Well, the jig appears to be up. Other countries are on to it, Great Britain and now Japan among them, just as they’re busy hiring Australian coaches. And the effect is not just being seen in Olympic sports. Australia’s cricket, rugby union and rugby league teams are not as dominant as they were during the sun-kissed years around the turn of the millennium.

So often the butt of sporting jokes, Great Britain threw dough at its sporting programs in the lead up to London 2012 and has reaped the rewards. It was the same story for Australia heading into Sydney 2000 where Australia won 58 medals, 16 of them gold. And like Australia’s performance at Athens 2004 (17 golds), Great Britain has maintained the rage after their home Games. To think, 20 years ago in Atlanta, Great Britain won a total of 15 medals, just one of them gold.

Forgetting all that for a moment, it could be argued that despite the talk of despondency, Australia’s has actually done quite well in Rio for a nation of its population and wealth. Yes, no doubt, a number of performers and teams failed to live up to their potential, but look at the countries above Australia on the table, all countries with bigger populations and bigger GDPs. Take out the Games of London, Athens and Beijing (as well as the Melbourne Games of 1956) Australia’s performance in Rio compares well to any of the others since the modern Olympics began in 1896.

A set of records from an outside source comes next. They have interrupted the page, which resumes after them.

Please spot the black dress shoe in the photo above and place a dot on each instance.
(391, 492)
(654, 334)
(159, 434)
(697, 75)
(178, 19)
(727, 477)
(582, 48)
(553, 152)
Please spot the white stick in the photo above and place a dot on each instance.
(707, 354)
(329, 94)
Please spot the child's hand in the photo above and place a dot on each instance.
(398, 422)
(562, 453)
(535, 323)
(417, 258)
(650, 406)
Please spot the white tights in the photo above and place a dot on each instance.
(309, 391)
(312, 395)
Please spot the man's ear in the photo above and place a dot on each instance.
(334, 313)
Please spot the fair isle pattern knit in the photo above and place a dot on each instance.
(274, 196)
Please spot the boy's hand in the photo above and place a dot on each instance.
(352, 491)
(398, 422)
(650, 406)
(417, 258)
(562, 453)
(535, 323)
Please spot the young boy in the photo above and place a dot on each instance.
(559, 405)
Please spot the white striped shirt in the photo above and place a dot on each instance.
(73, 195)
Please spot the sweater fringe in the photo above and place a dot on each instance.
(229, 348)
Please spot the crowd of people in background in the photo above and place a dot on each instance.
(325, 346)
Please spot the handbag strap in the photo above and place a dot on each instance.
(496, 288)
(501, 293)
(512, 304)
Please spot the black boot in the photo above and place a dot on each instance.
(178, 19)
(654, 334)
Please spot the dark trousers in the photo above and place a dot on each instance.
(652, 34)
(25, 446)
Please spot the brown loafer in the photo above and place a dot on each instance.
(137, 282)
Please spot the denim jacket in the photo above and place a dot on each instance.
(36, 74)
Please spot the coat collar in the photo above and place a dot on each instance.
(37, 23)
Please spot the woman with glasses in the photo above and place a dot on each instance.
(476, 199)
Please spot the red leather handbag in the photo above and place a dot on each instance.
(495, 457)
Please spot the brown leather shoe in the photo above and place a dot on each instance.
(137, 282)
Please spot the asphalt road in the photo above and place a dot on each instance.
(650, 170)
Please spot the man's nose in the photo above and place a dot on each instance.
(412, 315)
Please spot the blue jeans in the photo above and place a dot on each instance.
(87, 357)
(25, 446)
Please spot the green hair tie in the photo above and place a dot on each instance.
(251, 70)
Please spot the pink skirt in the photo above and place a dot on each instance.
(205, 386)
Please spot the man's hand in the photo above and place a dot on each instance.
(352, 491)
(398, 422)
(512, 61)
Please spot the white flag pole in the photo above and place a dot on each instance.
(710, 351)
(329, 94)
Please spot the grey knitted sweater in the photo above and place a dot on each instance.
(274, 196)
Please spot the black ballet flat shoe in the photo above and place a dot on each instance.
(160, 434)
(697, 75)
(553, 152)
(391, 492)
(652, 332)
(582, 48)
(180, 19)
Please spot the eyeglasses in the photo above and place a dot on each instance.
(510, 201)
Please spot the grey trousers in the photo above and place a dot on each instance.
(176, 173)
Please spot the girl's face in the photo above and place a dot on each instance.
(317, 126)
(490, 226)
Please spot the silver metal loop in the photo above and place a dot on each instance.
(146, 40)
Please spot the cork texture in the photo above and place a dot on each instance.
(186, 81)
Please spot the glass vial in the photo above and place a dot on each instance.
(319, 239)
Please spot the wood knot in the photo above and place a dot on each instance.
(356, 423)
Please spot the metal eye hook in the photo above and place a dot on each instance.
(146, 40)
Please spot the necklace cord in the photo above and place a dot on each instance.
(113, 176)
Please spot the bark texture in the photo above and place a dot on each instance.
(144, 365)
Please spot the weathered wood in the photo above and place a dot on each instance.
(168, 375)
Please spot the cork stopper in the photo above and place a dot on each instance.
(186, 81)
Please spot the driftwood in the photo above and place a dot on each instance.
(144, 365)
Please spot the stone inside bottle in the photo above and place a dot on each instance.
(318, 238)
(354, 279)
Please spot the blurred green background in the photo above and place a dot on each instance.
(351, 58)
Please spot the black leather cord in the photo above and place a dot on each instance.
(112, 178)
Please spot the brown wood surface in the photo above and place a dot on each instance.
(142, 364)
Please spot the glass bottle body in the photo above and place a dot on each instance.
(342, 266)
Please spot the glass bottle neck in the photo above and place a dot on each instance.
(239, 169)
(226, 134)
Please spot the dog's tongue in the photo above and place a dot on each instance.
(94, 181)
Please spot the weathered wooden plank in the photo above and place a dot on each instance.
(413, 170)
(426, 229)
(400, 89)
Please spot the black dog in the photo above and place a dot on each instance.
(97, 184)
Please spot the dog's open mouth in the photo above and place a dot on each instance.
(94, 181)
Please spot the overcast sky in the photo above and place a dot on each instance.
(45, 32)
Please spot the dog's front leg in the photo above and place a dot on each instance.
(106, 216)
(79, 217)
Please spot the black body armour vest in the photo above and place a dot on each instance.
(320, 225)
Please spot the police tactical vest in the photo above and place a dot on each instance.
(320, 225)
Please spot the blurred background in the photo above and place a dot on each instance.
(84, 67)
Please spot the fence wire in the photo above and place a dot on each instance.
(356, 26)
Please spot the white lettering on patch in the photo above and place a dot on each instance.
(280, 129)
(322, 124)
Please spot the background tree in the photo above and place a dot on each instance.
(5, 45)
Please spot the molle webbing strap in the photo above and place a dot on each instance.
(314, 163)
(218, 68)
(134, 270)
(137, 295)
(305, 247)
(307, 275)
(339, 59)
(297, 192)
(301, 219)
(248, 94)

Perhaps Australia needs to consider that its period of well-planned, well-funded sporting over-achievement is over. The rest of the world has caught on and caught up, and unless the nation is willing to engage in a funding arms race merely for the cachet of sitting in about fifth place on an Olympic medal table, Australians best get used to it. Better still, it wouldn’t hurt to focus on what their athletes have achieved, and not what they haven’t.